According to Wray, Antidote has put on many training sessions like this one. Wray also noted that Antidote is community-based and not corporate.
The training itself revolves around several multimedia presentations addressing issues regarding not only race, but gender and sexuality as well. Participation will be largely dialogue-based, allowing people to talk about subjects that don’t normally come up in everyday conversation, such as race and gender discrimination.
“The availability of these events isn’t as great as it should be … It’s important for us to hold these [events] to get dialogue outside of classrooms where people can express their concerns and experiences,” Wray said.
Wray stressed that one of the SIRC’s goals is to avoid the “guilt complex” associated with topics such as these and instead transfer that guilt into conviction and activism. Students can apply things they learn to everyday situations, avoid oppressive language and enhance their basic knowledge on sensitive issues.

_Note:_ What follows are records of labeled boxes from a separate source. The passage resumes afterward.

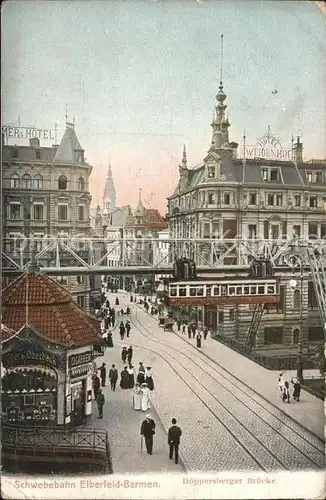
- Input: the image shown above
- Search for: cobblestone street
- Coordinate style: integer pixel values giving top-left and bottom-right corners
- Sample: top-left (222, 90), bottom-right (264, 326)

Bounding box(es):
top-left (88, 293), bottom-right (323, 473)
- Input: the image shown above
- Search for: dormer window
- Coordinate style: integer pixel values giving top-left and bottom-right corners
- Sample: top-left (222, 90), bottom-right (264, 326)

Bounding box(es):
top-left (58, 175), bottom-right (67, 189)
top-left (207, 166), bottom-right (215, 179)
top-left (261, 167), bottom-right (280, 182)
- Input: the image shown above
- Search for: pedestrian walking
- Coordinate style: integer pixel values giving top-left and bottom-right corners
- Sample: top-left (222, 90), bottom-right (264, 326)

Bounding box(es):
top-left (132, 384), bottom-right (141, 410)
top-left (141, 383), bottom-right (151, 411)
top-left (137, 362), bottom-right (145, 385)
top-left (119, 321), bottom-right (126, 340)
top-left (92, 373), bottom-right (101, 399)
top-left (145, 366), bottom-right (154, 391)
top-left (127, 345), bottom-right (133, 365)
top-left (127, 364), bottom-right (135, 389)
top-left (121, 347), bottom-right (128, 365)
top-left (109, 365), bottom-right (118, 391)
top-left (278, 372), bottom-right (284, 393)
top-left (120, 366), bottom-right (129, 389)
top-left (168, 418), bottom-right (182, 464)
top-left (291, 378), bottom-right (301, 403)
top-left (100, 363), bottom-right (106, 387)
top-left (126, 319), bottom-right (131, 337)
top-left (140, 413), bottom-right (155, 455)
top-left (282, 381), bottom-right (290, 403)
top-left (96, 389), bottom-right (105, 418)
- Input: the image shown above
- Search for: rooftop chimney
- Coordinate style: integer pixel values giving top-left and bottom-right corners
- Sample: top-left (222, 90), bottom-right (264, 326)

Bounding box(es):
top-left (29, 137), bottom-right (40, 148)
top-left (229, 142), bottom-right (239, 160)
top-left (293, 137), bottom-right (303, 163)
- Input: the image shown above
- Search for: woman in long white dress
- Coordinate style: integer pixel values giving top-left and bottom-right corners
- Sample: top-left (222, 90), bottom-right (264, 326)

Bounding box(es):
top-left (141, 384), bottom-right (151, 411)
top-left (132, 384), bottom-right (142, 410)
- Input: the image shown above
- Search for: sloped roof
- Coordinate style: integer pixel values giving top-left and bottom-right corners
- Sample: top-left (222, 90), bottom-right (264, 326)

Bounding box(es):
top-left (126, 207), bottom-right (167, 229)
top-left (168, 155), bottom-right (326, 199)
top-left (53, 123), bottom-right (83, 163)
top-left (1, 272), bottom-right (102, 346)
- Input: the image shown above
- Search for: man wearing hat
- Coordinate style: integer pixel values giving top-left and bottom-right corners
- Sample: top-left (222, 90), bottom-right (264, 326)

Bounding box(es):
top-left (168, 418), bottom-right (182, 464)
top-left (140, 413), bottom-right (155, 455)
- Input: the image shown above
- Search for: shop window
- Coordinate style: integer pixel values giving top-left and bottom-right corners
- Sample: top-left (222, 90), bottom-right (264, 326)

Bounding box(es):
top-left (22, 174), bottom-right (32, 189)
top-left (33, 203), bottom-right (44, 220)
top-left (264, 326), bottom-right (283, 344)
top-left (33, 174), bottom-right (43, 189)
top-left (58, 175), bottom-right (67, 189)
top-left (292, 328), bottom-right (300, 345)
top-left (9, 202), bottom-right (21, 220)
top-left (10, 174), bottom-right (19, 188)
top-left (308, 326), bottom-right (324, 342)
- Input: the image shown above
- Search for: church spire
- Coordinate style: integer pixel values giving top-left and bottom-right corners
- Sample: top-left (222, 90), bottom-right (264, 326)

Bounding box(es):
top-left (181, 144), bottom-right (187, 168)
top-left (212, 35), bottom-right (230, 149)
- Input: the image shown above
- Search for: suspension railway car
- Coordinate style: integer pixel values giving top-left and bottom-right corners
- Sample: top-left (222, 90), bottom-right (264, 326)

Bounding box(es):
top-left (168, 278), bottom-right (280, 307)
top-left (167, 259), bottom-right (280, 307)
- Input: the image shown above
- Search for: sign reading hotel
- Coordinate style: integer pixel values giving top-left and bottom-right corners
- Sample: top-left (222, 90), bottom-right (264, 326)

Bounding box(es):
top-left (243, 127), bottom-right (292, 161)
top-left (2, 125), bottom-right (55, 141)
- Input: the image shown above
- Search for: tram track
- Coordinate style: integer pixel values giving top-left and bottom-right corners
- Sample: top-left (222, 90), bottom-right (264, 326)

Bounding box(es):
top-left (126, 302), bottom-right (324, 470)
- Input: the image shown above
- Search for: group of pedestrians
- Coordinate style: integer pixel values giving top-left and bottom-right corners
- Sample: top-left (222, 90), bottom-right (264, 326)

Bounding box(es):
top-left (278, 372), bottom-right (301, 403)
top-left (119, 319), bottom-right (131, 340)
top-left (140, 413), bottom-right (182, 464)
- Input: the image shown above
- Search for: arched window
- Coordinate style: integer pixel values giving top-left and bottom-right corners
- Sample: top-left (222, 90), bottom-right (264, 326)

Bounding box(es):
top-left (293, 328), bottom-right (300, 344)
top-left (293, 290), bottom-right (301, 311)
top-left (10, 174), bottom-right (19, 188)
top-left (33, 174), bottom-right (43, 189)
top-left (78, 177), bottom-right (85, 191)
top-left (22, 174), bottom-right (32, 189)
top-left (58, 175), bottom-right (67, 189)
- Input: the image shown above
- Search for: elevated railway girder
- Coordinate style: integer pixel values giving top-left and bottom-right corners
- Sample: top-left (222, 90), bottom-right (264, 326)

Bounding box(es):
top-left (2, 236), bottom-right (326, 276)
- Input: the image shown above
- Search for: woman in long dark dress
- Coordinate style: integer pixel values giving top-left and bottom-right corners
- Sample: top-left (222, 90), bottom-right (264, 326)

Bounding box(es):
top-left (120, 366), bottom-right (129, 389)
top-left (145, 366), bottom-right (154, 391)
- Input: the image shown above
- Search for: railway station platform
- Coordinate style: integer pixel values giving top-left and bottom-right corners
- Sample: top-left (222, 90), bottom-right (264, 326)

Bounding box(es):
top-left (139, 294), bottom-right (325, 439)
top-left (90, 292), bottom-right (324, 474)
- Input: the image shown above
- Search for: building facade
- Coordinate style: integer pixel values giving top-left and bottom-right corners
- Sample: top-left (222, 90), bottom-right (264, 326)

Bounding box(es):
top-left (168, 82), bottom-right (326, 351)
top-left (1, 267), bottom-right (104, 425)
top-left (2, 123), bottom-right (93, 310)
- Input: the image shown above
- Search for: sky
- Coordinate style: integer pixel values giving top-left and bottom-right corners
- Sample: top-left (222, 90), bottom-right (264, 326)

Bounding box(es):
top-left (2, 0), bottom-right (326, 214)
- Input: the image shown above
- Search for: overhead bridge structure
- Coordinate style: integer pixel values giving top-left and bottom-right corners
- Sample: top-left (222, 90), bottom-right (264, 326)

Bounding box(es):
top-left (2, 236), bottom-right (326, 276)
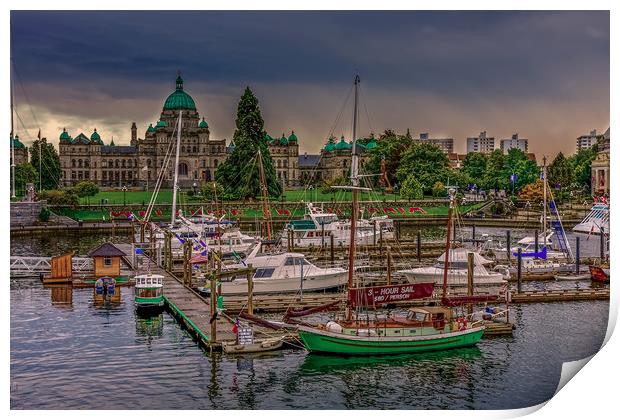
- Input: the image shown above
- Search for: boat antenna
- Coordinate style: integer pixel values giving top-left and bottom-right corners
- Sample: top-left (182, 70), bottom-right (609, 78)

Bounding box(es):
top-left (258, 148), bottom-right (271, 240)
top-left (170, 110), bottom-right (183, 227)
top-left (347, 74), bottom-right (360, 320)
top-left (441, 188), bottom-right (456, 301)
top-left (543, 156), bottom-right (547, 240)
top-left (10, 55), bottom-right (15, 198)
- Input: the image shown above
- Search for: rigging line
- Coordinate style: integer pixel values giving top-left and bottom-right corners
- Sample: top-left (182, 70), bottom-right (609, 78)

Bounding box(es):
top-left (358, 84), bottom-right (375, 137)
top-left (327, 86), bottom-right (354, 139)
top-left (13, 110), bottom-right (60, 183)
top-left (11, 59), bottom-right (41, 128)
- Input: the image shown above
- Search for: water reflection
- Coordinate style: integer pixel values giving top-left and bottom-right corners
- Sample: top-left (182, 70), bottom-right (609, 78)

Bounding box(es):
top-left (43, 284), bottom-right (73, 308)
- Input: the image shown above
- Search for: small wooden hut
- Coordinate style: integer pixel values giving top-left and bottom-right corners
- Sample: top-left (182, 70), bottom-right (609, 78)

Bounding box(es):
top-left (88, 242), bottom-right (127, 277)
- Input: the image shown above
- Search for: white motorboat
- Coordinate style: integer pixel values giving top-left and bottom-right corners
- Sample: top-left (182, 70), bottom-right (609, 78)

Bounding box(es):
top-left (397, 248), bottom-right (508, 295)
top-left (209, 243), bottom-right (347, 295)
top-left (573, 203), bottom-right (609, 235)
top-left (281, 203), bottom-right (394, 246)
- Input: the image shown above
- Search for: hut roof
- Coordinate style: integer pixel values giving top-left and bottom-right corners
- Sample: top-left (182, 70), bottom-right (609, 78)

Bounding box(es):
top-left (88, 242), bottom-right (127, 257)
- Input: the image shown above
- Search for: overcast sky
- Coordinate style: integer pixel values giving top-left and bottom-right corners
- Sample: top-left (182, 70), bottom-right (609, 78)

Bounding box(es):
top-left (11, 11), bottom-right (610, 159)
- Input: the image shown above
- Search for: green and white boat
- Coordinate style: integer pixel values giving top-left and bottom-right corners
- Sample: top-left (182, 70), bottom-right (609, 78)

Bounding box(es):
top-left (134, 274), bottom-right (164, 310)
top-left (287, 76), bottom-right (486, 356)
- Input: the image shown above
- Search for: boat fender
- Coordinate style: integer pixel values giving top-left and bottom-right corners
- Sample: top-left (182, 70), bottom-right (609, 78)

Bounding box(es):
top-left (325, 321), bottom-right (342, 333)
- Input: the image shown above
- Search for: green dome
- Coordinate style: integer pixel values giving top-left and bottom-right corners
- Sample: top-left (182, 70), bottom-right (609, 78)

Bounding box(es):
top-left (164, 75), bottom-right (196, 111)
top-left (60, 128), bottom-right (71, 141)
top-left (11, 134), bottom-right (26, 149)
top-left (90, 128), bottom-right (101, 142)
top-left (336, 136), bottom-right (353, 150)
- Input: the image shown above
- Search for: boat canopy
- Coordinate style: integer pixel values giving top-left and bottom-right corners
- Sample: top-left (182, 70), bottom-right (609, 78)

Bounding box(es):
top-left (437, 248), bottom-right (493, 265)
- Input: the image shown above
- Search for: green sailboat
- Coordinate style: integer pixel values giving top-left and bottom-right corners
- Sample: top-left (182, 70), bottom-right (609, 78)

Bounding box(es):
top-left (298, 75), bottom-right (485, 356)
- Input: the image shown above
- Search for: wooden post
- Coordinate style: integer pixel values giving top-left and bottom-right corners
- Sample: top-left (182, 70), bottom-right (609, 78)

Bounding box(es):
top-left (329, 232), bottom-right (334, 267)
top-left (575, 236), bottom-right (581, 274)
top-left (247, 264), bottom-right (254, 315)
top-left (378, 224), bottom-right (383, 259)
top-left (467, 252), bottom-right (474, 314)
top-left (372, 220), bottom-right (377, 245)
top-left (417, 230), bottom-right (422, 262)
top-left (386, 245), bottom-right (392, 286)
top-left (517, 248), bottom-right (523, 293)
top-left (506, 230), bottom-right (511, 261)
top-left (600, 226), bottom-right (605, 261)
top-left (209, 273), bottom-right (217, 344)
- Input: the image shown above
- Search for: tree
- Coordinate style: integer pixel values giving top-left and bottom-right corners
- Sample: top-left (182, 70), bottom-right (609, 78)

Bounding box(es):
top-left (547, 152), bottom-right (575, 194)
top-left (30, 138), bottom-right (61, 190)
top-left (39, 190), bottom-right (80, 206)
top-left (15, 163), bottom-right (39, 196)
top-left (433, 181), bottom-right (448, 197)
top-left (365, 130), bottom-right (413, 185)
top-left (568, 145), bottom-right (598, 191)
top-left (72, 181), bottom-right (99, 197)
top-left (396, 143), bottom-right (451, 191)
top-left (519, 178), bottom-right (543, 204)
top-left (215, 87), bottom-right (282, 199)
top-left (400, 174), bottom-right (424, 200)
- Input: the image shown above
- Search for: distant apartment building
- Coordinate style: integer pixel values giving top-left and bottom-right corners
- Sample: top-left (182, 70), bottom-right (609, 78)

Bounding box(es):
top-left (415, 133), bottom-right (454, 155)
top-left (467, 131), bottom-right (495, 153)
top-left (577, 130), bottom-right (598, 151)
top-left (499, 133), bottom-right (528, 154)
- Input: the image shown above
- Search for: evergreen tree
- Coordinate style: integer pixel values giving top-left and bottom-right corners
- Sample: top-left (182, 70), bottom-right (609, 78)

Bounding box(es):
top-left (215, 87), bottom-right (282, 200)
top-left (30, 138), bottom-right (61, 190)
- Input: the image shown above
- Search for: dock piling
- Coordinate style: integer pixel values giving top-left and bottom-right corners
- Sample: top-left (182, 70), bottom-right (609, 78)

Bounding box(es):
top-left (517, 248), bottom-right (523, 293)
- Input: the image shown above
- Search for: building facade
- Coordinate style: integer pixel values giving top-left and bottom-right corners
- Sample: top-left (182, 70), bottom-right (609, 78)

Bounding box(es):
top-left (9, 134), bottom-right (28, 165)
top-left (576, 130), bottom-right (598, 151)
top-left (414, 133), bottom-right (454, 155)
top-left (592, 128), bottom-right (610, 196)
top-left (499, 133), bottom-right (528, 154)
top-left (467, 131), bottom-right (495, 153)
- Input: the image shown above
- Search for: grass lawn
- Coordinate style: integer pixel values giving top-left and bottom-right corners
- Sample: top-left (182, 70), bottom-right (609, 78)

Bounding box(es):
top-left (80, 189), bottom-right (428, 204)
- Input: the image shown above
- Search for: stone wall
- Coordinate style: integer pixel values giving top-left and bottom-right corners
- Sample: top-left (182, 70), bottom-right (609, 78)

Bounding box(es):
top-left (11, 200), bottom-right (47, 226)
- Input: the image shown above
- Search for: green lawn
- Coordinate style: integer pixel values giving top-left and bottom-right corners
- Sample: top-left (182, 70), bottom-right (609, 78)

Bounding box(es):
top-left (80, 189), bottom-right (424, 204)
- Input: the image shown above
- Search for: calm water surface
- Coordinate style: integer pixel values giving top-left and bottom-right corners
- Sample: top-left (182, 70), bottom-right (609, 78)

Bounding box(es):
top-left (10, 231), bottom-right (609, 409)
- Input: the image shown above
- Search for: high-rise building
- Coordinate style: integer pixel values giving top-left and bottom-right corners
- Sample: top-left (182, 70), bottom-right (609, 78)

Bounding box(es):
top-left (467, 131), bottom-right (495, 153)
top-left (499, 133), bottom-right (528, 154)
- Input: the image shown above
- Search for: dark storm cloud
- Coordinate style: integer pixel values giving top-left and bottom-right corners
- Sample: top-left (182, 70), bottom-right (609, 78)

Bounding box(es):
top-left (11, 11), bottom-right (609, 156)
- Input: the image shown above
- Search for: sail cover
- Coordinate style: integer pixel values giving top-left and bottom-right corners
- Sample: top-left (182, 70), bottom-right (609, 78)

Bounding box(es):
top-left (349, 282), bottom-right (435, 307)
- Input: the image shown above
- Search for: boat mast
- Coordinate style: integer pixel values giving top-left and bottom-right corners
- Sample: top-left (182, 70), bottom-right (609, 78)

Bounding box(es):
top-left (170, 110), bottom-right (183, 227)
top-left (10, 58), bottom-right (15, 198)
top-left (543, 156), bottom-right (547, 240)
top-left (258, 148), bottom-right (271, 240)
top-left (442, 188), bottom-right (456, 301)
top-left (347, 74), bottom-right (360, 320)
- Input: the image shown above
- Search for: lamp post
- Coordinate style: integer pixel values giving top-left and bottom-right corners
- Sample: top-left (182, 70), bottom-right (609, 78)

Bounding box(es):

“I think it’s really going to help students combat racism and oppression by informing them of the history of racism and different forms of oppression,” Wray said. “You’re not just going into it saying, ‘You shouldn’t say that because it’s bad.’ You’re being armed with the background knowledge to confront racism and sexism.”
Wray added that it’s important for students to be open at events like these in order to help people explore their own identities and privileges.
“If people show up to it, it will make them more aware of things they don’t realize,” he said.
As for students who may not necessarily be targets for racism or oppression, Wray said there are still ways to help.
“They can help by entering dialogue with people who are oppressed,” Wray added. “It’s better to ask a question in a respectful way than to not ask a question at all.” Students who attend the training can also pass on the knowledge they have gained to friends and family members.
If you can’t attend Antidote for a Sick Society, there are still resources. Wray and other SIRC employees are open to discussing issues regarding racism and oppression, as are members of other related programs, such as the Ethnic Student Center and its clubs, the Women’s Center, Students for Disability Awareness and many others. For information on future SIRC events, visit socialissues.as.wwu.edu.